As you know that different variables in your data set may be having different units of measurement. Eg: one may be cost, other production in numbers, another percentage interest in purchase etc. It is necessary to normalize data to get a reasonable covariance analysis among all such variables. Another example to appreciate the normalization is analysis of students data in a class room may include…height and weight and establishing a correlation between them.

The first plot below shows the amount of total variance explained in the different principal components where we’ve not normalized the data. As you can see, it seems like component one explains most of the variance in the data.

If you look at the second picture, we have normalized the data first. Here it is clear that the other components contribute as well. The reason for this is because PCA seeks to maximize the variance of each component. And since the covariance matrix of this particular dataset is:

             Murder   Assault   UrbanPop      Rape
Murder    18.970465 291.0624   4.386204 22.99141
Assault 291.062367 6945.1657 312.275102 519.26906
UrbanPop   4.386204 312.2751 209.518776 55.76808
Rape      22.991412 519.2691 55.768082 87.72916

From this structure, the PCA will select to project as much as possible in the direction of Assault since that variance is much greater. So for finding features usable for any kind of model, a PCA without normalization would perform worse than one with normalization.

This is why normalizing your data is of paramount importance while applying PCA, or even ICA for that matter.

Now let’s see some of the novice mistakes people make.
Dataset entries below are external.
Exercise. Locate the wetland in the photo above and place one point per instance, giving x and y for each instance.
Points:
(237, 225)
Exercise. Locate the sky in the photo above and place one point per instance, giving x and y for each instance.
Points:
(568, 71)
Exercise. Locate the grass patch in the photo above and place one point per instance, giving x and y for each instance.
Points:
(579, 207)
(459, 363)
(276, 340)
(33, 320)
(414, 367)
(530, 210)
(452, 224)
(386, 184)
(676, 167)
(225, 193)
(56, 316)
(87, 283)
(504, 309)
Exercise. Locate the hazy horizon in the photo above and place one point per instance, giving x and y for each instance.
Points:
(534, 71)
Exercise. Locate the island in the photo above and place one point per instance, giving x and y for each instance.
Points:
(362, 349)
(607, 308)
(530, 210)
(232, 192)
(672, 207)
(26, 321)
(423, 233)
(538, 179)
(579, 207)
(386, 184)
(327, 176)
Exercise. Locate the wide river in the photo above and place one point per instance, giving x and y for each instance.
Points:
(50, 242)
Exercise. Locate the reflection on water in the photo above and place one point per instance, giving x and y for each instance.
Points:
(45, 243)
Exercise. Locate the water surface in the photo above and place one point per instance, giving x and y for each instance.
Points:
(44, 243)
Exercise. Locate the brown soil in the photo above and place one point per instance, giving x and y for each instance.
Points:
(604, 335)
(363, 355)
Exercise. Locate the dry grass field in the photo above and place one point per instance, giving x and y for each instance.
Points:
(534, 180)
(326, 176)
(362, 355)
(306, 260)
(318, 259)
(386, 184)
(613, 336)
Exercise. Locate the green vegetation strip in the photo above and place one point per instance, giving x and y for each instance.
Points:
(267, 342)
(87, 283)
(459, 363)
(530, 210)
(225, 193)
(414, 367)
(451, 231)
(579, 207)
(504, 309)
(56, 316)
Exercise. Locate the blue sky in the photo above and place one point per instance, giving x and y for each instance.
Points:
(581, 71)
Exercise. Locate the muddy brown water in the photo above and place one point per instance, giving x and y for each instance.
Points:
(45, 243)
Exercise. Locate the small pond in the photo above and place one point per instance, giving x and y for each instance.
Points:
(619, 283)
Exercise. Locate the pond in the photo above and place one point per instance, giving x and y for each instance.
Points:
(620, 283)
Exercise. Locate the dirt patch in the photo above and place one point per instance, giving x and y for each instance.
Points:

Common Mistakes (or DON’Ts)

Fixing Over-fit : One common mistake people make is using PCA to reduce over-fit. Over-fitting is usually caused by having too many features. The large amount of features results in the rise in cross validation error due to to high variance on our training data. People assume that reducing the number of dimensions will automatically reduce the influence of certain features and hence fix over-fitting. PCA is simply reducing the number of dimensions of your original features and may not fix the issue of over-fit. Better options would be feature selection and regularization.
Set Standard : Another common mistake people make is that we HAVE TO USE PCA for every machine learning application. This is a false assumption. PCA should only be used if memory or computation speed becomes an issue. Otherwise, we are completely fine without it.

In Nutshell Principal component analysis (PCA) is a technique used to emphasize variation and bring out strong patterns in a dataset. It’s often used to make data easy to explore and visualize. And it deals with the curse of dimensionality by capturing the essence of data into a few principal components.